Он повернул мокрое от снега лицо к Соло. Накрыл пухлой ладошкой крест. Ввиду серьезности вопроса Соло внимательно посмотрел в лучистые, карие глаза собеседника. Отец Иоанн вдруг увидел, как между ними с Соло возникли механические часы с надписью «Legion Z» на циферблате. Они парили в воздухе прямо над кончиком носа Соло. С обратной стороны светящихся голубых букв вращались шестеренки, а еще дальше, за механизмом Иоанн увидел подаренную маленькому Питу его родным отцом книгу о римских легионах.

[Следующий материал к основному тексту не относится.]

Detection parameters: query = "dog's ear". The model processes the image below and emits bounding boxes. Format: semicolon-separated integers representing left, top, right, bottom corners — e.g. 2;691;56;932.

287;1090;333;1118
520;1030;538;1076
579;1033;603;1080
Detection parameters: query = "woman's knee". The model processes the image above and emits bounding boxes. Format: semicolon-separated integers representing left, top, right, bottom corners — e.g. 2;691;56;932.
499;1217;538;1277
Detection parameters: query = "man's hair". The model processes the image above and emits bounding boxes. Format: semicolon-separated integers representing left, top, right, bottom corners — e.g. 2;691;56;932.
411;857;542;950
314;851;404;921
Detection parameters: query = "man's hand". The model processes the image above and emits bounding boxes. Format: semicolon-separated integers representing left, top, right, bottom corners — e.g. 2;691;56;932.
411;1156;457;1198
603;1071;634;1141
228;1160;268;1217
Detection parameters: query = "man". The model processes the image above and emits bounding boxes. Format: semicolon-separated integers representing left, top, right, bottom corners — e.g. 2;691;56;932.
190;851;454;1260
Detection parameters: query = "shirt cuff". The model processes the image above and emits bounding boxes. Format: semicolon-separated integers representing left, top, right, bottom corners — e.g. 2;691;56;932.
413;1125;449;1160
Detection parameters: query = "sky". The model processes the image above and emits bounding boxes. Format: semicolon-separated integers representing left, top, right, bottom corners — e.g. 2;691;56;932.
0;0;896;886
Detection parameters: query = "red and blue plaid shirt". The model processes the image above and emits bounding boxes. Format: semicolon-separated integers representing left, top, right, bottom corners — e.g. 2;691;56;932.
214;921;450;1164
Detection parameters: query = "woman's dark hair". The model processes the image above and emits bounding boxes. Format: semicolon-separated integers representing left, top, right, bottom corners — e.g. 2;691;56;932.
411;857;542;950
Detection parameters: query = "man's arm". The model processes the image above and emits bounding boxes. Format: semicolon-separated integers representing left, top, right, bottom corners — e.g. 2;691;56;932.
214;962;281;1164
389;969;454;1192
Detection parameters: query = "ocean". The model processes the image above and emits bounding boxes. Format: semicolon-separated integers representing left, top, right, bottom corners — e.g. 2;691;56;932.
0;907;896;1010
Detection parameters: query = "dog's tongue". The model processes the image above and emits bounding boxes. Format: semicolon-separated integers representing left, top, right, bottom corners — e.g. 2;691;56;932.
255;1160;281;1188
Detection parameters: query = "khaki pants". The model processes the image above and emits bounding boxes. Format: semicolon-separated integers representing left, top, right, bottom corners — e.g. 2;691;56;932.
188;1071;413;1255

— Ох! — вырывалось у Иоанна при виде красочных картинок.
— Красивые, — выразительно, с несколько завистливой интонацией, подтвердил Соло. — Пит мог часами рассматривать их в детстве. Много лет спустя он случайно увидел часы с надписью «Legion Z» на циферблате. И понеслось…
— И этого оказалось достаточно, чтобы вдохновиться на новые подвиги? — округлил глаза от удивления Иоанн.
— Которые и привели его в итоге в бункер мирового правительства, к его родному отцу, — с улыбкой кивнул Соло. — Все очень просто, мой дорогой батюшка. Пит шел к отцу, который ждал его много лет.
На лице Иоанна возникло выражение крайнего изумления. Соло, в свойственной ему манере, озорно рассмеялся и сбил щелчком большую каплю воды с кончика носа батюшки.